Kyrgyz journalist Makhabat Tazhibek Kyzy was beaten by prison officers three months after her arrest in January 2024, according to her husband Bolot Temirov, an investigative journalist expelled from Kyrgyzstan. The prison administration claimed that she had inflicted the injuries on herself. Sentenced to six years in prison in October 2024, she faces intimidation and threats. Her health has deteriorated since then. To put pressure on her, their young child was placed in the care of social services before the grandparents were able to obtain custody.

Mohamed Oxygen, founder of the Egyptian news blog Oxygen Misr, was first arrested in 2018 and released in 2019, with the obligation to report twice a week to the police station to account for all his activities. In September, he was returned to prison for a year of arbitrary detention. In September 2021, he attempted to take his own life before being sentenced to four years in prison in December. Since 2023, the year he received RSF’s Courage Award, he has been held in solitary confinement in a 1.5 m2 cell infested with vermin.

Journalists beaten to death

In some cases, the torture inflicted on journalists leaves them no chance of survival, as in Syria, where many of the 181 media professionals killed by Bashar al-Assad’s regime and its supporters between 2011 and 2024 died in prison as a result of torture. The bodies found, when they are found, bear the marks of unspeakable brutality.
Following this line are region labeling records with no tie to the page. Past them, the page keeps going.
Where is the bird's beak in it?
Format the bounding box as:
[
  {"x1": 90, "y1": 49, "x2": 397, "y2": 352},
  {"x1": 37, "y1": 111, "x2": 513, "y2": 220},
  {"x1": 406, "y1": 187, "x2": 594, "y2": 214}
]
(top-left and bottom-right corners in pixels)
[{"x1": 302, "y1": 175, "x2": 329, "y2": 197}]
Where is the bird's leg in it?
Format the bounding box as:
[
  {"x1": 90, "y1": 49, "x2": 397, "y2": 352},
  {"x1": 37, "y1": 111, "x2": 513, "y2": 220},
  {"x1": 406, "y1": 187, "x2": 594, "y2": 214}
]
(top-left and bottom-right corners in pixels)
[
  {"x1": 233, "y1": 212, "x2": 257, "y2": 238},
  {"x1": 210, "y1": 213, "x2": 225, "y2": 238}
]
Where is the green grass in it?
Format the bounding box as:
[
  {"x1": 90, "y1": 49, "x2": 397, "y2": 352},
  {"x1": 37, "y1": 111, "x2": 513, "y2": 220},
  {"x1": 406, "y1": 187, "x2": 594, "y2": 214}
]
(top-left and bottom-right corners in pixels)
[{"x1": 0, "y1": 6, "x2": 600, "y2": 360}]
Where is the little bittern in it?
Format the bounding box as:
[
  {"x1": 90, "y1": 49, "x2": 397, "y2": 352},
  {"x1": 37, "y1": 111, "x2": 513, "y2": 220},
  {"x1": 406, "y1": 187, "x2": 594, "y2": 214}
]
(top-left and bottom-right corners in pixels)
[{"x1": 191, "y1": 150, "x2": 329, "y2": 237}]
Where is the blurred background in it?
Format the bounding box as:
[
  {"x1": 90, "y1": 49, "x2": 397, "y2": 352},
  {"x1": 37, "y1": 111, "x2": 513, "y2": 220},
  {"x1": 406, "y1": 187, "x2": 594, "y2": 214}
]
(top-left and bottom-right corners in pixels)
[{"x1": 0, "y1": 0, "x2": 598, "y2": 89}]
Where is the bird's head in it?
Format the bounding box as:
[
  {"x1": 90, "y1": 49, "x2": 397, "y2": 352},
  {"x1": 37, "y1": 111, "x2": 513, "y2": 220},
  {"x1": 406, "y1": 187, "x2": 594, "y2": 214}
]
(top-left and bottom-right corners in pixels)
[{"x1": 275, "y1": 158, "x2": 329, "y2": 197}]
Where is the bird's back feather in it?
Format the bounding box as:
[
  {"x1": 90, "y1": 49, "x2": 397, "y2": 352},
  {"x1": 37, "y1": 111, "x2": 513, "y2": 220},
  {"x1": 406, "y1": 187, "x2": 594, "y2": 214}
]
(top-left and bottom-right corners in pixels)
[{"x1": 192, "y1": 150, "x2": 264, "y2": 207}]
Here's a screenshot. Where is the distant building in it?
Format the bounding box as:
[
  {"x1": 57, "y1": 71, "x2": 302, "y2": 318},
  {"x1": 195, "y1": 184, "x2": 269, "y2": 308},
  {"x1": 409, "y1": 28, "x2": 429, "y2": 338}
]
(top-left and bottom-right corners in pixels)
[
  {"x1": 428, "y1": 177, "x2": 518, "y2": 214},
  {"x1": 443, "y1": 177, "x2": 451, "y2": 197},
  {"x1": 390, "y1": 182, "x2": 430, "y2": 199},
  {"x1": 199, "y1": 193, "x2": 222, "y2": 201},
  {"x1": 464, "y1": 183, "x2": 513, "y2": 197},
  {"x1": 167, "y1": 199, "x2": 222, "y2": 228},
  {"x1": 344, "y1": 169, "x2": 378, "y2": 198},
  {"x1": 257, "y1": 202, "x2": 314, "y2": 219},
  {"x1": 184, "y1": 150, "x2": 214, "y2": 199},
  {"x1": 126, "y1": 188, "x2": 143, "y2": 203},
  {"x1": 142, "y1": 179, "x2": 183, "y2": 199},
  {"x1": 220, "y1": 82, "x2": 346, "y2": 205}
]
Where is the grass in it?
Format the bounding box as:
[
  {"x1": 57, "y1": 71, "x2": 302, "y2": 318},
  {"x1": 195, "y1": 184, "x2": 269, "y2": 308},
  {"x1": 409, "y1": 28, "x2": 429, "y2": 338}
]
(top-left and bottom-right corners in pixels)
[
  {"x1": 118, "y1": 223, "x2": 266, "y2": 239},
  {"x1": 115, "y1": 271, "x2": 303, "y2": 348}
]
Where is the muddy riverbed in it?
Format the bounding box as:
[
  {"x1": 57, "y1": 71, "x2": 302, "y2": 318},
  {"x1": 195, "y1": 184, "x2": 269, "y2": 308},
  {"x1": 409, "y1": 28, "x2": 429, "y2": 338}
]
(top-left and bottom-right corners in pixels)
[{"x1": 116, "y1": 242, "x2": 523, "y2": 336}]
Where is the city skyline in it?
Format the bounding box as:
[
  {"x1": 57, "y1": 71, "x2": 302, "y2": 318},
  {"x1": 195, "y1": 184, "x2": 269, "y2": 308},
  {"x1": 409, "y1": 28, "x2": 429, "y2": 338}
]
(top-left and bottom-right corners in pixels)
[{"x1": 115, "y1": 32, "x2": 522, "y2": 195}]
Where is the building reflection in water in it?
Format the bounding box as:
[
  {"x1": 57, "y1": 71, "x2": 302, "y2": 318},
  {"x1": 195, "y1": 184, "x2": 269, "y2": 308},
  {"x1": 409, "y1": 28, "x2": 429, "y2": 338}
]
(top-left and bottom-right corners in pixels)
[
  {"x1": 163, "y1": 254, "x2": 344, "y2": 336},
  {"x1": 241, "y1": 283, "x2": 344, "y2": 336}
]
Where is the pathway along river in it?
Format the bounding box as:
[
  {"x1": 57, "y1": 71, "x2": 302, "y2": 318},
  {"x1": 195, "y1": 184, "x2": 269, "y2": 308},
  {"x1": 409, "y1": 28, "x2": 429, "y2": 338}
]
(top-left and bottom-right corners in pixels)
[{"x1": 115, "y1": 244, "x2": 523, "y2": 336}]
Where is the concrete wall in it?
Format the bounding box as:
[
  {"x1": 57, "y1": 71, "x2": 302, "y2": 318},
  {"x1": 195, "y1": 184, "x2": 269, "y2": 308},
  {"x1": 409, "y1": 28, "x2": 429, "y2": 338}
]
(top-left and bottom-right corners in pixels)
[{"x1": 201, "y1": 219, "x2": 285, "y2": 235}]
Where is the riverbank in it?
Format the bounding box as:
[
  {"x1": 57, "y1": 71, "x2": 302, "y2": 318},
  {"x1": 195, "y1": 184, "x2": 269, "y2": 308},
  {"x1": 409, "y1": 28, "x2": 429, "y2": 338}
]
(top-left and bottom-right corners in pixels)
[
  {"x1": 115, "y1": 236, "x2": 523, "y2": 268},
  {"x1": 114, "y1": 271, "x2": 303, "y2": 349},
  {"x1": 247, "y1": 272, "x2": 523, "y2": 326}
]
Too often, investigations into these deaths remain incomplete, obstructed or stifled, leaving families without truth or justice.

In Ukraine, an investigation by RSF and the Ukrainian investigative media outlet Slidstvo.info retraced the last months of Ukrainian journalist Victoria Roshchyna, who died after more than 13 months in Kremlin prisons. Arrested in August 2023 in the occupied south-east of Ukraine, she ws eventually transferred to Prison No. 2 in the city of Taganrog, which has been turned into a torture camp for Ukrainian civilians. Witnesses who saw her reported that her body bore visible signs of abuse, including cuts and scars, and that by the summer of 2024, she weighed only about 30 kilograms. Her body was returned to Ukraine in February 2025, with several organs amputated. The cause of her death remains unknown. At least 28 Ukrainian media professionals are still jailed in Russia, subjected to physical and psychological violence.

In February 2023, a few months before Victoria Roshchyna was arrested, Burmese freelance journalist Myat Thu Tun was found dead in the Rakhine region in the west of the country. Buried in an air-raid shelter, his body was riddled with bullets and showed signs of torture. He had been reported missing after being detained by the military junta.

One unresolved case dates back to nearly a decade. In 2016, Malian journalist Birama Touré, former reporter for the investigative media outlet Le Sphinx, was abducted, kidnapped, and tortured by the Malian intelligence services, according to testimonies gathered by RSF. Our investigation has led us to believe that this journalist is dead, most likely as a result of the abuse he suffered, some of which was sexual in nature. His body has still not been found.

Journalists that do not die from torture often suffer long-term health consequences. For example, Turkmen journalist Khudayberdy Allashov, a former correspondent for RFE/RL’s Turkmen service, Radio Azatlyk, died on 13 August 2024, after eight years of persecution by the authorities. He had developed serious health problems after his first detention in 2016, which was marked by torture, including electric shocks and beatings that permanently damaged his kidneys. Even after his release, he was unable to seek medical treatment because local health facilities refused to treat him due to his past detention, and he was banned from leaving his city.